Once a high school friend asked my advice on a new car for his widowed mom. She was still driving her husband’s 351 powered Crown Vic and wanted a smaller car. As I recall she was looking at a V6 Acclaim but I steered her towards a Neon, which had just come out. Looking back I think the Acclaim may have been a better old lady car, but perhaps I saved her from valvetrain and transmission woes.
My people! My p’ticular brand of ADD-or-whatever-it-is means if I am doing [thing I’m interested in] recreationally, it’s relatively easy. If I’m doing [same thing I’m interested in] for money, to make a living so I can buy groceries and pay bills, it’s a hideously difficult uphill slog. The overhead involved with just getting and staying on task is enormous, and that’s before we even start looking at the workload of the task itself. Whee!
It also means I’ve had a lifelong dependence on urgency; nothing gets the job going—or in the case of a COAL entry or other writing project, the words flowing—like a deadline, but late-into-the-night writing sessions are more expensive the older I get. Ackthpth.

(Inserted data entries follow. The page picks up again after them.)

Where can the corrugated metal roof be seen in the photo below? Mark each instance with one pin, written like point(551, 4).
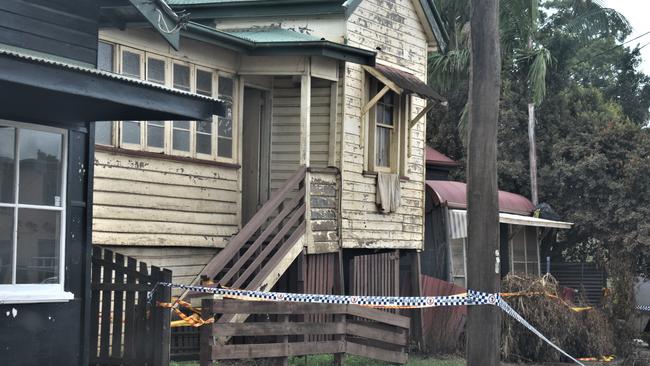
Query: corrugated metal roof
point(408, 81)
point(435, 157)
point(454, 195)
point(271, 34)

In retrospect, it’s kind of baffling that I put so much energy and time into my mother’s car.
The Lancer was fun to work on with and for dad.
I rarely comment on this COAL series because I “use” CC primarily as my guilty workday pleasure, so I don’t read these until I’m gearing up for my Monday, usually over a coffee before the day actually starts. Just wanted to share my enthusiasm for the series.
I’ve mentioned before that my family owned or drove dozens of Chrysler products throughout the ’70’s, 80’s and 90’s, but none of these. Those “K-Car screws” are very familiar though.
I bought my first (and only) new car in ’96. I would have considered one of these but I was a model year late, and the Cloud Cars were hot commodities and priced just a bit above my sweet spot. I had a neighbor in the mid 90’s who drove a very basic Acclaim and was very happy with it. Her husband was some kind of executive for Volvo who drove a top-line V-whatever as a company car. They were a very pragmatic couple, and the Acclaim was what they chose as the car they actually OWNED. I thought that spoke well of it.
Thanks for the enthusiastic feedback! 🤓
That is very telling, isn’t it, that the Volvo exec and his wife bought an Acclaim.